Replacing The Sky

E9 Final

Located in Deer Lodge Montana, this EMD E9 was a locomotive that pulled passenger trains for the once-mighty Milwaukee Road.

Bankrupt in 1985 and ultimately absorbed into the Canadian Pacific Railway, the Milwaukee left behind the legacy of a scrappy continental railroad that chose to do things their own way – along with miles of artifacts across the Western landscape. Depending on who you talk with, the demise of the Milwaukee Road was due to bad management or changing times.

Probably a lot of both.

In 2012 I read a blog post about editing interesting photos that had uninteresting elements (tried to find the article again but no luck). The case in point was a picture that the writer had taken of the Cyclone Roller Coaster on Coney Island; it had an interesting perspective, but because of overall lighting the sky was mostly blown out and had no detail. In the post he talked about how he could edit out the sky and replace it with something with more character, like dramatic clouds. The project got me thinking that in my archives there had to be a few shots that could be edited in the same way.

And the E9 shot was the first one I thought of.

The reason was this: the original photo was well exposed on the nose of the locomotive, but suffered from a very bright sky behind it.

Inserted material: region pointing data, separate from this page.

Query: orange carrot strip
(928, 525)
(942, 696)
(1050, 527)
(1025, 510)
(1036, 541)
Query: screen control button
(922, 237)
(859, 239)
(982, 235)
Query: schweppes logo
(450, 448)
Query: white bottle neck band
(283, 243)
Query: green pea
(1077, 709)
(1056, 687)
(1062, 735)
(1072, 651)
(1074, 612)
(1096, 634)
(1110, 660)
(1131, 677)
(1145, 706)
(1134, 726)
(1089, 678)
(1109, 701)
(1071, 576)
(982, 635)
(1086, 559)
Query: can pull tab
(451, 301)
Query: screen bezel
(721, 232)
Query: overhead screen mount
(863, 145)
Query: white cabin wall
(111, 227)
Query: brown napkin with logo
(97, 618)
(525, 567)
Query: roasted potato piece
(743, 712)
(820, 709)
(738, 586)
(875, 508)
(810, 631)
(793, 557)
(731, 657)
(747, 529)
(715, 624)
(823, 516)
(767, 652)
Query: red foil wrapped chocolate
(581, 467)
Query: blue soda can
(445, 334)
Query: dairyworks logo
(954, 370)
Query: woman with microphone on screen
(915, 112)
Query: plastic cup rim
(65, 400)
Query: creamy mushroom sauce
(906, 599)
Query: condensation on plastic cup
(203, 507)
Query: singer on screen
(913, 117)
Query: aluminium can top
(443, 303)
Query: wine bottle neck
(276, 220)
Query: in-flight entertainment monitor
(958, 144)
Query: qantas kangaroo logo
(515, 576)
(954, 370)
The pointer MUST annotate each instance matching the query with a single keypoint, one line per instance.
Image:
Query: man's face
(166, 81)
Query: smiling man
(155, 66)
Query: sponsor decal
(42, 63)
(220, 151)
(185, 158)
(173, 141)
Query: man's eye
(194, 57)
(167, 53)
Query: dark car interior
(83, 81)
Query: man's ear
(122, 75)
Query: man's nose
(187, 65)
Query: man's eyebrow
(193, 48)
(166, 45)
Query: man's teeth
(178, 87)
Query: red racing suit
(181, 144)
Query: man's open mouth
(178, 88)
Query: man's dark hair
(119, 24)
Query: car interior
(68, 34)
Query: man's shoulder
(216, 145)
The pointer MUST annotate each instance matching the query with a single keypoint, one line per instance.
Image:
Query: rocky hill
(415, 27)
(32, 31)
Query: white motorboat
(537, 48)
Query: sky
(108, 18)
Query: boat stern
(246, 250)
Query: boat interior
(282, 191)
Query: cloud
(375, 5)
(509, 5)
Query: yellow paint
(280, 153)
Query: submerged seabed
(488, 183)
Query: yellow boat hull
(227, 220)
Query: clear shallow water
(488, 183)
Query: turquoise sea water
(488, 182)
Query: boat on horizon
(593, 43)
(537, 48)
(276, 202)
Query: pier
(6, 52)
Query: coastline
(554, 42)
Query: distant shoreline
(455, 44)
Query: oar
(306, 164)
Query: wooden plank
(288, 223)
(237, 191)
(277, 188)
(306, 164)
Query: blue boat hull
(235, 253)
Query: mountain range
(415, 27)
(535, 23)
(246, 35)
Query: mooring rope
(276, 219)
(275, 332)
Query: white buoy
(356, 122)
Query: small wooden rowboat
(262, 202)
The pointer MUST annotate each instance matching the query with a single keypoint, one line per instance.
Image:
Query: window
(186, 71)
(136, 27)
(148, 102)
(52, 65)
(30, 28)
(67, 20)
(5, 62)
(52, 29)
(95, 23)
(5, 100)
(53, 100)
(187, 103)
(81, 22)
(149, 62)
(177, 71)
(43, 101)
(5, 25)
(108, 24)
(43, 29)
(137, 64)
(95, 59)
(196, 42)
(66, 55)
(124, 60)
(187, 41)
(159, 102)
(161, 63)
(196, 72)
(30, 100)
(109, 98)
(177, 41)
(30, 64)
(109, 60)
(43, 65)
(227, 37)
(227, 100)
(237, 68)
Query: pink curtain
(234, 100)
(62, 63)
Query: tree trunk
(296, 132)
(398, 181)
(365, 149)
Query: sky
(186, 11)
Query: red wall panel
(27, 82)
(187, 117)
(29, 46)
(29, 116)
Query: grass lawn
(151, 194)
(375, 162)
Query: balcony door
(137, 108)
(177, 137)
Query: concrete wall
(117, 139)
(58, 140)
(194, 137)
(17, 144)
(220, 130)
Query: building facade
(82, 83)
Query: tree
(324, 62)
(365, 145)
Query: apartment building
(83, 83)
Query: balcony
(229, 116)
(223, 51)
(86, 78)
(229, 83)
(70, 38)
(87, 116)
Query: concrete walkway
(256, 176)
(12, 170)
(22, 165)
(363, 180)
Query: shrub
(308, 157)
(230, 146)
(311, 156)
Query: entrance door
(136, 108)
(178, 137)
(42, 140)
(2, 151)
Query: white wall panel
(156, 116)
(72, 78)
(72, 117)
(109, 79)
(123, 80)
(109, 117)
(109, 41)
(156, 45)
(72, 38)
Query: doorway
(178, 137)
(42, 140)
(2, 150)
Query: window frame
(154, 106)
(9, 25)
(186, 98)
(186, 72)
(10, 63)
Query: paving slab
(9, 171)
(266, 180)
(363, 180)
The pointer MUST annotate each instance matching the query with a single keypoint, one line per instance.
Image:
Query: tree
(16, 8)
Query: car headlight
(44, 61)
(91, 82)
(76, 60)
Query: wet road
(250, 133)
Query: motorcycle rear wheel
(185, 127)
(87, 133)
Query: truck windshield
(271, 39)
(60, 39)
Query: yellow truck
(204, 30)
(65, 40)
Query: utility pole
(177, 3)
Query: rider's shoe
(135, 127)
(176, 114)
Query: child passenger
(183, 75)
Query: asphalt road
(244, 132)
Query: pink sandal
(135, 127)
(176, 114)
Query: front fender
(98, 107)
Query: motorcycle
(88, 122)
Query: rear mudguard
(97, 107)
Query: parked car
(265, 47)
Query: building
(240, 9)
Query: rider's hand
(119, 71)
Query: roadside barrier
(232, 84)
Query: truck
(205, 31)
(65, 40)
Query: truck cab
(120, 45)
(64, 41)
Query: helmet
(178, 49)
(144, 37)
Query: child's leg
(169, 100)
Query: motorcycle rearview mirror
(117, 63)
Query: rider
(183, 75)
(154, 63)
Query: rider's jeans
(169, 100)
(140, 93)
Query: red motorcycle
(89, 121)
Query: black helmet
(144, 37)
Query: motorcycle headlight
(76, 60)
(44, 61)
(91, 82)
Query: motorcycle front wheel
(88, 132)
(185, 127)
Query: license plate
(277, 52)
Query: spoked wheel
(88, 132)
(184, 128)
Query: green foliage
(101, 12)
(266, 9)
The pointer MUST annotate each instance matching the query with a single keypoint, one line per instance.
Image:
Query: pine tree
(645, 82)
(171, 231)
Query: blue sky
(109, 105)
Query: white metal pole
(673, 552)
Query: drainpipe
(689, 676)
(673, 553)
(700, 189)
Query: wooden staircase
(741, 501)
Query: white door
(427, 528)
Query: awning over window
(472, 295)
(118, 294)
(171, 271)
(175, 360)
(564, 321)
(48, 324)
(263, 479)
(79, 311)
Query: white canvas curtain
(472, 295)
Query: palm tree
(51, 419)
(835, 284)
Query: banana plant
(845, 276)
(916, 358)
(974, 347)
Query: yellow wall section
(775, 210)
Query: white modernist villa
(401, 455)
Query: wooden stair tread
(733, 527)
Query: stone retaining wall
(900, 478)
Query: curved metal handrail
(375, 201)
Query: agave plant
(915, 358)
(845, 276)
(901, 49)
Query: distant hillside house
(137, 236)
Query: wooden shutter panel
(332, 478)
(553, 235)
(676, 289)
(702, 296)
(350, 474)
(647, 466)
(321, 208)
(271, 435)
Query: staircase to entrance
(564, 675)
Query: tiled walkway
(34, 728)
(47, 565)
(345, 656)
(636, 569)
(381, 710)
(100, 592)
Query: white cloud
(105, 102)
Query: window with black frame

Not surprising, since the photo was taken with my camera phone. In any case it seemed like a good candidate to merge a couple of photos and make a good one. Adding to the fire was a fundraising campaign being conducted by the Cascade Rail Foundation, to bring a historic Milwaukee Road locomotive to their restored railroad depot in South Cle Elum WA.

I thought maybe I could create something to donate, so they could sell and benefit from the proceeds.

The biggest hurdle I had was trying to get rid of the old sky. Initially I first tried by changing the sky color to one hue and then setting the color to transparency; that didn’t work, mainly because it only made the locomotive transparent while preserving the color I wanted to remoe. I also watched a tutorial video on Youtube, where the person used the equivalent of an eraser to get rid of the stuff he didn’t want. That technique seemed to work for him but didn’t allow me enough control around the edges between the sky and the locomotive. I tried different file types and two different editors. Each tool had a different hurdle to overcome. Help Files for each program – GIMP and Adobe Photoshop Elements 8 – weren’t much help at all. I was either using the wrong verbage to search solutions, or didn’t know what I was doing.

But I sure knew what I wanted.

In the end – after nearly a full afternoon of trial and error – I was finally successful with the following steps:

  1. Change sky in train picture to a single color
  2. Open the cloud picture in GIMP
  3. Open train picture as a “Layer” over the cloud picture
  4. Use the GIMP “Fuzzy Selection Tool” to select the entire sky in the train picture.
  5. Choose “Color To Alpha” to remove the color from the train picture.
  6. “Flatten” image to merge the two layers together

After that I converted the photo to black and white using Pixlr-O-Matic, using one of the filters with extra contrast. The resulting image was then saved as a JPEG file at 360 dots per inch (dpi) to allow for larger prints.

Sure, if someone looks really close at the outline of the locomotive, a trace can be seen between the train and the sky. I mentioned it to a couple of people; one person said, “I see it, and notice that kind of thing in edited photos, but yours doesn’t bug me.” Phew. In a later revision I went in and softened the line.

16x20s of this improved train picture were ordered and looked great!